Poverty and Hunger in Ghana and Africa
Poverty and hunger in Ghana pose present significant issues that harm millions of people in the country. With an estimated 24.2% of the population living below the poverty line on less than $1.90 a day, poverty in Ghana remains a persistent issue that impacts access to food, education and the necessary resources to live a healthy and fulfilling life. A common experience that results from living in extreme levels of poverty in Ghana and across the entire continent of Africa is hunger. The continent lacks food sovereignty. What this means is that most countries in Africa depend on other nations and imported resources to feed themselves. During a three-day Feed Africa Summit in January 2023, a conference held to find solutions to the hunger crisis in Africa, the African Development Bank Group chief stated that an estimated 283 million African people experience hunger daily.
Malnutrition in Ghana
Many countries that experience high levels of hunger also experience malnutrition. Malnutrition occurs when the body is missing the required nutrients or when it has more than it needs. The World Health Organization (WHO) reports that malnutrition accounts for nearly half of all deaths among children under 5 years old. This is true in the case of Ghana where, in 2019, an estimated one in every ten children under 5 years old were underweight, with many not having access to diverse food groups that contain vital nutrients for physical development.
The Impact of the Russia-Ukraine Conflict
While Ghana is already a historically impoverished nation, the ongoing conflict between Russia and Ukraine has had a very negative economic impact on the country and the entire continent of Africa.

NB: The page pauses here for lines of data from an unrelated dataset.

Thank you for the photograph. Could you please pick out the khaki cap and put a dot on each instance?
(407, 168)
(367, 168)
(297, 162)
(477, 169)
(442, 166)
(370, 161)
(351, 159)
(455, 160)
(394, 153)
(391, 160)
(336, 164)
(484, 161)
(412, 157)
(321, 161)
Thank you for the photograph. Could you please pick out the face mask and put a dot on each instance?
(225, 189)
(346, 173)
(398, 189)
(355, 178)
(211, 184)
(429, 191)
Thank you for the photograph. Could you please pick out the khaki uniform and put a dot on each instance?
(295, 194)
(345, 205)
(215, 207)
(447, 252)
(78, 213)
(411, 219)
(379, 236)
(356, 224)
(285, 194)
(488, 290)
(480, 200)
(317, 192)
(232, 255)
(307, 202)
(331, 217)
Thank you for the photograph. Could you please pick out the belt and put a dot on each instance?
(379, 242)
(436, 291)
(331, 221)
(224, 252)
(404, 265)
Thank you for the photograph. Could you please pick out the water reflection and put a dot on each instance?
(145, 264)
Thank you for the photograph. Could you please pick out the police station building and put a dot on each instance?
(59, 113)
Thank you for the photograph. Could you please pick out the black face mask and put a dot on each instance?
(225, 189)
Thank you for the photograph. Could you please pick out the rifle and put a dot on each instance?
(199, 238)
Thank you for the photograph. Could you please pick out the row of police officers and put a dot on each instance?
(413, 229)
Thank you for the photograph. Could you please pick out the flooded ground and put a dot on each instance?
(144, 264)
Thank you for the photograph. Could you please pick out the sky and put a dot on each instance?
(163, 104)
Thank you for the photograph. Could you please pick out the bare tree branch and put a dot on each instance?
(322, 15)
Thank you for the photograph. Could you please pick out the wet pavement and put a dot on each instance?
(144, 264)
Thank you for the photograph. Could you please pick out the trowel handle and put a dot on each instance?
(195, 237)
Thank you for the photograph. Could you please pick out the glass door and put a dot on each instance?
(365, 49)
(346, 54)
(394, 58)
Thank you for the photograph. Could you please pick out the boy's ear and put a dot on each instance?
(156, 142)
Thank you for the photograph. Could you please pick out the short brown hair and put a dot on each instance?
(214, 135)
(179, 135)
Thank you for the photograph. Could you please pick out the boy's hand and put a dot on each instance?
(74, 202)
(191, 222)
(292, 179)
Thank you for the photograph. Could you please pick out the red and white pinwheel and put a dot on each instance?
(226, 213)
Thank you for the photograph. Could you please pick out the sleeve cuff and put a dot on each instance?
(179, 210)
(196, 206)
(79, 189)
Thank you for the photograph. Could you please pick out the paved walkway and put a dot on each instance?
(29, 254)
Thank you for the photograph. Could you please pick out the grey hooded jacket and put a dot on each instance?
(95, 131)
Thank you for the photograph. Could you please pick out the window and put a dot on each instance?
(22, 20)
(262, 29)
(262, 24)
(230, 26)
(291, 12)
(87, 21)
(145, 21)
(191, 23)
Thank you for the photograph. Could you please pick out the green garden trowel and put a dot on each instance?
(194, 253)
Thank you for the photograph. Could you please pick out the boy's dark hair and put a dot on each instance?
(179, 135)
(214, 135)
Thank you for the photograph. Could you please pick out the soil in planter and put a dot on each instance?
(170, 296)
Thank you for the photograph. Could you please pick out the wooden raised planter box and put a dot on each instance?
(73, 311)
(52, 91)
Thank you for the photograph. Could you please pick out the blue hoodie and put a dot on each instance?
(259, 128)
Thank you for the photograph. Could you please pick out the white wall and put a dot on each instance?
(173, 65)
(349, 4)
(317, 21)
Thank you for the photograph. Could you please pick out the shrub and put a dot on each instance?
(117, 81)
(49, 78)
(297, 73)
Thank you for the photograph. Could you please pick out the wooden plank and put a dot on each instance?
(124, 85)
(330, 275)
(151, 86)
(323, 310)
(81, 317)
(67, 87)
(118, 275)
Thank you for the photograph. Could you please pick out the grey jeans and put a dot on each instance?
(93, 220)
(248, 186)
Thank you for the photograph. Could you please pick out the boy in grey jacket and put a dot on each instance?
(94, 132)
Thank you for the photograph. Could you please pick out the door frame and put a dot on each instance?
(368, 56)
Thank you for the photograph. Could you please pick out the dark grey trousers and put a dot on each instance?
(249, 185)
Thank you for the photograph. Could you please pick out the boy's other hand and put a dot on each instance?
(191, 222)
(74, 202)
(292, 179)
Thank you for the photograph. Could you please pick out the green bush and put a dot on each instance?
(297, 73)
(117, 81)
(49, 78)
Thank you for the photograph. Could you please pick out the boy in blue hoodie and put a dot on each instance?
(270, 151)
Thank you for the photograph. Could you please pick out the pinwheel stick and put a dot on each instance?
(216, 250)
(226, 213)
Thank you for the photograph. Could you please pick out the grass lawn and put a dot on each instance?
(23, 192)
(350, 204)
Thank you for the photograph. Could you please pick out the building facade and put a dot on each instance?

One way in which the war has negatively impacted the continent is the rising price of food. These food prices are the result of African communities being dependent on imported goods from Russia and Ukraine, specifically wheat and sunflower products. In many regions of West Africa from 2019 to 2022, the percentage of people struggling with food insecurity rose from 10.7 million to 40.7 million.
The issue of an increasing number of individuals experiencing crisis is only expected to get worse as the conflict between Russia and Ukraine continues. This is due to agricultural activities being on hold, thereby stopping the exportation of goods that Ghana depends on. Beyond the Russia-Ukraine conflict impacting hunger in Ghana, there is also the issue of climate change that impacts the rain-fed crops which the country relies on.
The United Nations World Food Programme (WFP) uses food assistance to save lives during emergencies. Since its establishment in 1961, the organization has helped millions of people across different countries to achieve greater levels of food security. In Ghana, WFP focuses on preventing a specific form of malnutrition known as stunting. Stunting occurs when growth is hindered due to poor nutrition. To address this issue, WFP in Ghana provides aid to pregnant women and children aged 6 months to 2 years, recognizing the first 1,000 days of life as the most critical period for establishing proper nutrition and laying a foundation for healthy growth.
The organization offers assistance to those in need by providing vouchers to mothers, enabling them to purchase nutritious food that might otherwise be inaccessible. Moreover, they collaborate with private organizations and government agencies to establish food supply chains and connect small farmers with larger processing firms. In addition, they have implemented a nationwide school feeding program that connects children with nutritious food at school, linking it directly to local agriculture.
The WFP, through its efforts, is working to combat malnutrition and promote food security in Ghana. While food insecurity is still a problem in the country, every step toward progress in the fight against it represents hope for Ghanaians.